Japan Buyers Sour on Hollande’s Record-Low French Yields

Japan’s biggest investors are turning sour on French government bonds after their purchases helped push yields to all-time lows.

Fukoku Mutual Life Insurance Co. and three other investors managing a combined $316 billion say their enthusiasm is waning amid a rally that saw France’s 10-year yields set a record-low close yesterday of 1.542 percent. Spanish and Italian bonds, and even U.S. Treasuries, offer yields that are about 1 percentage point higher.

Demand is ebbing after Japanese purchases of almost 2 trillion yen ($19.7 billion) of French debt in May, the most in data going back to 2005 based on the latest figures from Japan’s finance ministry and central bank. That’s a blow to President Francois Hollande, who needs the low yields to help drive growth in the world’s fifth-biggest economy. Gross domestic product will expand less than the government’s 1 percent target this year and unemployment will climb as consumer spending and exports fail to accelerate, according to the statistics office.

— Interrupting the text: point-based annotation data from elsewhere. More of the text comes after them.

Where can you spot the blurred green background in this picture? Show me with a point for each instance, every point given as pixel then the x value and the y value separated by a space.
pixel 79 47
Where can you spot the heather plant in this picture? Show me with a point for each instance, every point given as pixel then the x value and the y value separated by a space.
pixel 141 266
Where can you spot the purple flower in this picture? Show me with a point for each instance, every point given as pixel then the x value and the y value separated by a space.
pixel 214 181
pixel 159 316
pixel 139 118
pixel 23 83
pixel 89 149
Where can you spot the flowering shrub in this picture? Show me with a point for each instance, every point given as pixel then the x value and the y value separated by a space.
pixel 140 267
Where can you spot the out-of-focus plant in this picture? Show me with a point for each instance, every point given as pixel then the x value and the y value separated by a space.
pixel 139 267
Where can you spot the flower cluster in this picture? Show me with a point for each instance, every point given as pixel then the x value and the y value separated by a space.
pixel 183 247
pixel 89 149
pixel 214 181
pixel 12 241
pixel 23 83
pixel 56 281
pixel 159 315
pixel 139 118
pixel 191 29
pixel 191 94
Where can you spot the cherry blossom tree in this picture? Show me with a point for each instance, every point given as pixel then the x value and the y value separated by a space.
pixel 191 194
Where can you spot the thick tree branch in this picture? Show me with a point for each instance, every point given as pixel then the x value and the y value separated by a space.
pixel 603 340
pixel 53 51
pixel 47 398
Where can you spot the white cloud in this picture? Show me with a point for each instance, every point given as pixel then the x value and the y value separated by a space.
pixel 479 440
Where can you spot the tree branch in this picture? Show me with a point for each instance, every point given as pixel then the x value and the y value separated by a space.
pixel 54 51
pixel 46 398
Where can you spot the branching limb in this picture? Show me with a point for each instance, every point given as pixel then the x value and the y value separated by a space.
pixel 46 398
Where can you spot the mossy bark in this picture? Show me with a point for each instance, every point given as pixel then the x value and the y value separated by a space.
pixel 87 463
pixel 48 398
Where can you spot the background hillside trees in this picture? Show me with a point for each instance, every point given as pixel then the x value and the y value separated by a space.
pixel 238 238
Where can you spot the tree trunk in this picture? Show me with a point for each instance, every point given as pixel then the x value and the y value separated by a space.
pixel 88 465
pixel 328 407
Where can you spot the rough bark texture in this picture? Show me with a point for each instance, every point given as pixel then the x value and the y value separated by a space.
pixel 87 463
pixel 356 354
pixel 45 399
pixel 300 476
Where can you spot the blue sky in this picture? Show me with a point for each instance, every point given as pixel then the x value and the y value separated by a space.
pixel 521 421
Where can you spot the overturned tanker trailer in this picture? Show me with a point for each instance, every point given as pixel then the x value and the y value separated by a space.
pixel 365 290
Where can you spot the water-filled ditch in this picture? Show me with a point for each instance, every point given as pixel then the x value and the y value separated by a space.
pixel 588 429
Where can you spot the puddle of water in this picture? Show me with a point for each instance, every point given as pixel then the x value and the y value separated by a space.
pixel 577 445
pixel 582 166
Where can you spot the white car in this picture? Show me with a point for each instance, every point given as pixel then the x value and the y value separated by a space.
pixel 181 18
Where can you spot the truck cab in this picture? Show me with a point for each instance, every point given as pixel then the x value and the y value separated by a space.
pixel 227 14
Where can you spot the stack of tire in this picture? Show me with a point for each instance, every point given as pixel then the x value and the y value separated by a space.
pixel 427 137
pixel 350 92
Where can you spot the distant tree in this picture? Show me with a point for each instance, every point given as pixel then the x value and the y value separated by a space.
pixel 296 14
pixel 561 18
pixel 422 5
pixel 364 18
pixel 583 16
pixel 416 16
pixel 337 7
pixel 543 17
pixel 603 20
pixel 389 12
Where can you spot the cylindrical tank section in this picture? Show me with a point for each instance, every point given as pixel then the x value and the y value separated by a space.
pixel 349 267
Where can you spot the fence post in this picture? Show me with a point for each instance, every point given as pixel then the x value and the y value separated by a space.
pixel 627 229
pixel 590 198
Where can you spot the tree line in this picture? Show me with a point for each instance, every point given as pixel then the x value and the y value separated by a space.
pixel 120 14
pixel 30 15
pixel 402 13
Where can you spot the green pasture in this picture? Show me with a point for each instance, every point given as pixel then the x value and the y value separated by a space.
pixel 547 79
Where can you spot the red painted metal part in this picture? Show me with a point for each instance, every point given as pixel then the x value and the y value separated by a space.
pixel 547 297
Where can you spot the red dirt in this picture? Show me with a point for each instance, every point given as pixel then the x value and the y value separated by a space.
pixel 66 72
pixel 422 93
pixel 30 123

“I’m not interested” in French bonds, said Yoshiyuki Suzuki, head of fixed income in Tokyo at Fukoku Mutual, which has the equivalent of $59.2 billion in assets. “The yield shrank too much. We’re holding but not buying.”

Suzuki is focusing his purchases on the U.S. and the U.K., he said in a telephone interview on July 17.

Spanish Alternative

Hideo Shimomura, Mitsubishi UFJ Asset Management Co.’s chief fund investor in Tokyo, said he’s looking at Spanish bonds, where 10-year yields of 2.57 percent were 139 basis points more than benchmark German bunds as of 2:54 p.m. in London. The premium was 156 basis points for Italian securities.

French 10-year bonds yielded 39 basis points more than their German counterparts today. The spread contracted to 32 basis points in June, the narrowest in three years. France’s 10-year bonds fell, pushing the yield four basis points higher to 1.58 percent today.

“We like Spain and Italy more than France,” Shimomura said in a telephone interview on July 17. “Spain and Italy offer higher spreads.”

Mitsubishi UFJ has owned Spanish and Italian securities since European Central Bank President Mario Draghi pledged almost two years ago to do “whatever it takes” to preserve the euro as the currency union threatened to splinter, according to Shimomura. The company manages the equivalent of $78.9 billion in assets.

Better Returns

Spanish bonds returned 37 percent from the end of July 2012 through yesterday, and Italian securities gained 33 percent, based on Bloomberg World Bond Indexes.

French debt advanced 8.6 percent and Treasuries fell 0.7 percent, the figures show. The U.S. 10-year yield was at 2.52 percent today.

Hollande is seeking to revive Europe’s second-largest economy after two years in office. France’s GDP is set to expand 0.7 percent in 2014, the statistics office said last month, less than the 1 percent Hollande is counting on to create jobs and cut the budget deficit.

Draghi in June unveiled an unprecedented round of measures to push down borrowing costs and maintain growth in the 18-nation euro region, with the ECB becoming the first major central bank to take one of its main rates negative.

Kei Katayama, who manages foreign bonds as part of the $48.3 billion in assets at Daiwa SB Investments Ltd. in Tokyo, said he’s not ready to part with his holdings of French and other European bonds.

Draghi will have to do more to keep borrowing costs down and may resort to buying government debt, Katayama said.

‘Additional Easing’

“There’s a clear policy difference of the ECB against the Federal Reserve,” he said in a telephone interview on July 22. “The ECB may be forced to do additional easing.” In the U.S., “next year they should start tightening,” he said.

Mizuho Asset Management Co., which has the equivalent of $39.4 billion in assets, is neutral on French bonds. The company prefers Italy and Spain, Yusuke Ito, a portfolio manager at the company in Tokyo, said by telephone on July 22.

Diam Co. is also neutral on France, said Hajime Nagata, an investor for the Tokyo’s company’s $138.5 billion in assets. He trimmed holdings in May and prefers the debt of Ireland, Italy and Spain, he said in a telephone interview yesterday.

“I sold some French bonds,” Nagata said.